Baiko Gakuin University 

Year: 2022
Location: Shimonoseki, Yamaguchi
Area: 3,800㎡

New Campus Landscape Created with the “Grid for Interaction” 


Year: 2022
Location:Shimonoseki, Yamaguchi
Client:Baiko Gakuin
Architecture:Tetsuo Kobori Architects
Category:Educational Facility & Research Facility

撮影: 八代写真事務所

New Campus Landscape Created with the “Grid for Interaction”

Central Park is an open space on campus attached to the new university building, known as CROSS LIGHT, designed by architect Tetsuo Kobori. This project called for a multi-purpose space for students, faculty, and staff to relax, engage in activities, and hold events such as a university festival.
The spaces at CROSSLIGHT organize themselves around a new grid called the “grid for interaction” that is rotated 45 degrees from the existing grid. The “grid for interaction” allows circulation routes and lines of sight to intersect three-dimensionally, creating a variety of activities and interactions inside CROSSLIGHT. We sought to design Central Park where the attractive indoor landscape would extend continuously to the outdoors.
To this end, the key was to determine how we perceive the relationship between CROSSLIGHT and Central Park.
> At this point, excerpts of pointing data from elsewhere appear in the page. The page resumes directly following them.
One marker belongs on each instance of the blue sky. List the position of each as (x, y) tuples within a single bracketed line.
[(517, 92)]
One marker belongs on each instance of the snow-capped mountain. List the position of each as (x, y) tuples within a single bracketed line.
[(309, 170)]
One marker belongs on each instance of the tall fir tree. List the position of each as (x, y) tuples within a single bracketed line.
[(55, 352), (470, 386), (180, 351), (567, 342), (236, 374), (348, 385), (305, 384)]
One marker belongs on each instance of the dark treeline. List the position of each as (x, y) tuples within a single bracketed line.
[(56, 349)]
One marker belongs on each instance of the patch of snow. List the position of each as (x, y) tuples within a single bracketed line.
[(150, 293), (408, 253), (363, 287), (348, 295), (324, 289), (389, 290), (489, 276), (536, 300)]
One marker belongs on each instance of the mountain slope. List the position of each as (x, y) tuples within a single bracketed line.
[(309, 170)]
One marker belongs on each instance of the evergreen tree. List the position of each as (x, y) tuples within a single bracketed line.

We perceived CROSSLIGHT as a building in Central Park, more specifically, a space created by putting a roof over Central Park. Based on the relationship between the two, we thought that the first floor of CROSSLIGHT and Central Park would become an integrated landscape continuous with the ground, serving as a place that triggers diverse activities. The grid of interaction was used as a common framework for CROSSLIGHT and Central Park, which was extended to Central Park to implement the concept of an integrated landscape.
The entire Central Park was planned around the extended grid of interaction. We added functions on the grid serving as the framework, including benches accommodating one or several persons, gutters for rainwater drainage, and uneven stone surfaces to prevent skateboarding. For each location within the grid, we used materials that suit the specific use and purpose. The area with high pedestrian traffic is paved with permeable and walkable material, the multi-purpose area for events and light exercises is covered with soft grass, and the relaxation area for students and faculty is finished with textured tiles. Various flowers and plants that turn color with the seasons, and deciduous trees with beautiful blossoms and autumn leaves, such as cherry trees, maple trees, and katsura trees were planted to create a cozy park-like environment. A Christmas tree was planted in front of Sturges Hall as a symbol tree of Central Park that represents the school’s heritage as a Christian school. The vegetation zone along the boundary between the athletic field and the campus serves as a colorful backdrop to Central Park when viewed from the CROSSLIGHT side, and as a vivid “public face” of the university when viewed from the athletic field side.
Using this rigid framework of the grid as the “ground,” we created a new campus landscape that integrates with CROSSLIGHT and serves as a symbolic center of the campus, while providing greater tolerance for diverse uses and a comfortable environment.
We expect that the “grid of interaction” continuous with CROSSLIGHT will trigger diverse activities within Central Park, and Central Park will bring greater liveliness and vibrancy to the campus than ever before through the synergy effect. We hope that the liveliness and vitality on the campus will spread to the surrounding areas, and the campus will become a place of great public interest like a park in the future, connecting the university and the local community.